- The paper introduces a U-shaped Transformer architecture that integrates LeWin blocks and a multi-scale modulator to capture both local and global dependencies.
- The method achieves superior performance in denoising, deblurring, and deraining tasks, with measurable PSNR gains over state-of-the-art models.
- This study sets new benchmarks in image restoration quality, demonstrating practical improvements across multiple real-world datasets.
Abstract
The paper introduces Uformer, a Transformer-based architecture designed for image restoration tasks such as denoising, motion deblurring, defocus deblurring, and deraining. Utilizing a hierarchical encoder-decoder structure with novel Locally-enhanced Window (LeWin) Transformer blocks and a multi-scale restoration modulator, Uformer efficiently captures both local and global dependencies in image data, outperforming state-of-the-art methods across various datasets.
Introduction
Emerging camera technologies and the proliferation of multimedia applications have escalated the demand for efficient image restoration. Traditional solutions rely on ConvNet architectures, which struggle to capture long-range dependencies due to computational limitations in self-attention layers. Uformer addresses this with a U-shaped Transformer architecture, integrating hierarchical feature maps and efficient self-attention mechanisms to restore image details across diverse resolutions.
Figure 1: An overview of the Uformer structure including the LeWin Transformer block and modulation mechanism.
Window-based Multi-head Self-Attention (W-MSA)
Uformer employs non-overlapping window-based self-attention rather than global self-attention, significantly reducing computational costs. Transforming feature maps into smaller, manageable subsets, the W-MSA captures essential local dependencies while maintaining computational efficiency, scaled by window size M×M. This method mitigates quadratic complexity in high-resolution maps, enabling long-range dependency learning in hierarchical architectures.

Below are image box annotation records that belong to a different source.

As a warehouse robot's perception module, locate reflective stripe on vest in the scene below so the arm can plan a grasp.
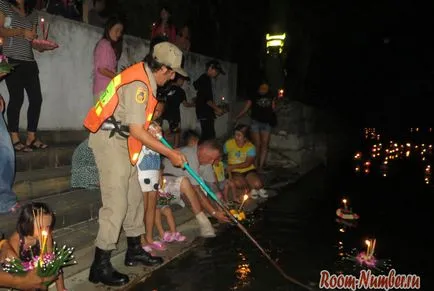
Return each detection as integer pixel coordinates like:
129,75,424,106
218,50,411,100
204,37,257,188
83,62,158,165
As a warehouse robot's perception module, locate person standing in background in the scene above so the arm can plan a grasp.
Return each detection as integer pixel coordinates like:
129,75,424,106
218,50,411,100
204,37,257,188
0,0,48,152
162,74,194,148
86,0,107,27
0,81,18,214
71,16,124,189
93,16,124,102
193,60,226,140
150,6,176,50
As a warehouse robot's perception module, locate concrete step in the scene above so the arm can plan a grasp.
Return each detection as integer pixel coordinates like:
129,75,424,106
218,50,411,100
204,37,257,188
20,129,89,146
0,190,101,240
50,207,198,290
15,144,77,172
13,166,71,201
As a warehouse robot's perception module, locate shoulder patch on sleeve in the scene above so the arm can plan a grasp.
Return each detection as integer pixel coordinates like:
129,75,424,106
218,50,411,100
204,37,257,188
136,87,148,104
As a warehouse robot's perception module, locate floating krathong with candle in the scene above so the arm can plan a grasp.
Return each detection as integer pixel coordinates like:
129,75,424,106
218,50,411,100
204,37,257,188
2,209,76,286
336,198,360,220
2,245,77,286
341,239,392,274
230,209,246,221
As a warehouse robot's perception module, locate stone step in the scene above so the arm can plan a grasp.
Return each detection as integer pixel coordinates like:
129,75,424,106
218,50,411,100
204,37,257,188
15,144,77,172
20,129,89,146
13,166,71,201
0,190,101,240
50,207,198,290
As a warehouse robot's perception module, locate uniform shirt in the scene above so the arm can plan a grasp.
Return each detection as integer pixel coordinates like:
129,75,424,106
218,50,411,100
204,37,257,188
89,64,157,152
163,147,216,186
223,138,256,173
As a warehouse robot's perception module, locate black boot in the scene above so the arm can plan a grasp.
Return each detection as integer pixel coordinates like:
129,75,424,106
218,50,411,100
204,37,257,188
125,236,163,267
89,248,130,286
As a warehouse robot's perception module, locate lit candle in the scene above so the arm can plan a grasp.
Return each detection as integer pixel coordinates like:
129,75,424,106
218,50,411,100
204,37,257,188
41,18,45,37
365,239,371,258
238,194,249,211
369,239,377,257
39,230,48,266
342,199,348,210
44,23,50,40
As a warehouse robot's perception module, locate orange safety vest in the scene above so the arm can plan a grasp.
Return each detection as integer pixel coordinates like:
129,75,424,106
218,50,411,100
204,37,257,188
83,62,158,166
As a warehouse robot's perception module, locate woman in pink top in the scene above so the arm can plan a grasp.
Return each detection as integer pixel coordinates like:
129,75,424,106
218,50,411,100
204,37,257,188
93,17,124,98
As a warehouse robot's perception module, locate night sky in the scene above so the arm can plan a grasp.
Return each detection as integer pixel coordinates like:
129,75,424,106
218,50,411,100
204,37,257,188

Locally-enhanced Feed-Forward Network (LeFF)
To enhance local context capture, the Feed-Forward Network includes depth-wise convolutions within a Transformer block. This approach has been validated by recent studies for improved performance on low-level tasks, reinforcing local dependency modeling, essential for high-fidelity restoration.

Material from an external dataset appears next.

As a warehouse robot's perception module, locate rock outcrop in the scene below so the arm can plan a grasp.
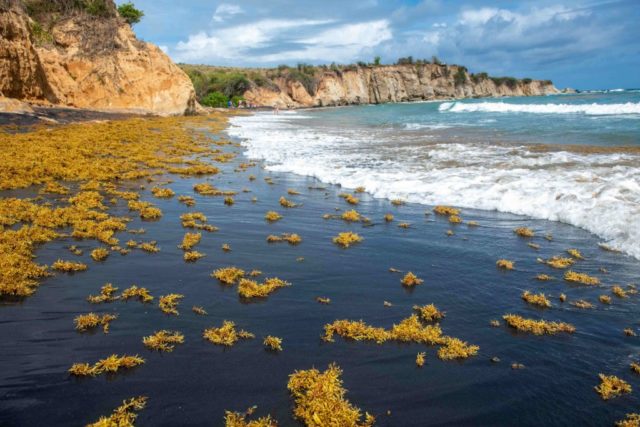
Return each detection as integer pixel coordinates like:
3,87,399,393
244,64,560,108
0,0,196,115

Figure 2: Locally-enhanced feed-forward network with convolutional augmentation to capture local contexts.
Multi-Scale Restoration Modulator
The modulator, a learnable spatial bias operating across feature layers, allows dynamic adjustment of features within each LeWin block, adapting to varied degradation patterns. This component introduces marginal computational overhead while substantially improving restoration quality, particularly in scenarios demanding fine detail recovery.





Figure 3: Comparative visual results highlighting improvements with the multi-scale restoration modulator.
Experiments and Results
Uformer outperformed benchmark models in comprehensive tests across image restoration tasks:
Real Noise Removal
Using the SIDD and DND datasets, Uformer achieved superior denoising performances with PSNR gains of 0.14 dB and 0.09 dB respectively over previous best methods like NBNet.

Figure 4: Visual comparison demonstrating Uformer’s effectiveness in denoising real-world noisy images.
Motion Blur and Defocus Blur Removal
On datasets such as GoPro, HIDE, and RealBlur, Uformer exceeded existing architectures, achieving notable improvements in PSNR scores across synthetic and real-world tests, reflecting strong deblurring capabilities.
Deraining
Uformer set new benchmarks on the SPAD dataset, enhancing image quality by 3.74 dB over SPAIR, demonstrating its robust generalization to diverse weather conditions.

Figure 5: Visual comparisons with state-of-the-art methods on the SPAD dataset for rain removal.
Conclusion
Uformer introduces a paradigm shift in image restoration with its efficient architecture, leveraging state-of-the-art Transformer capabilities. Its design choices including window-based self-attention and multi-scale modulation effectively address computational and dependency challenges characteristic of image restoration tasks. Future work may extend Uformer's application to more complex image manipulations, strengthening its utility in advanced vision applications.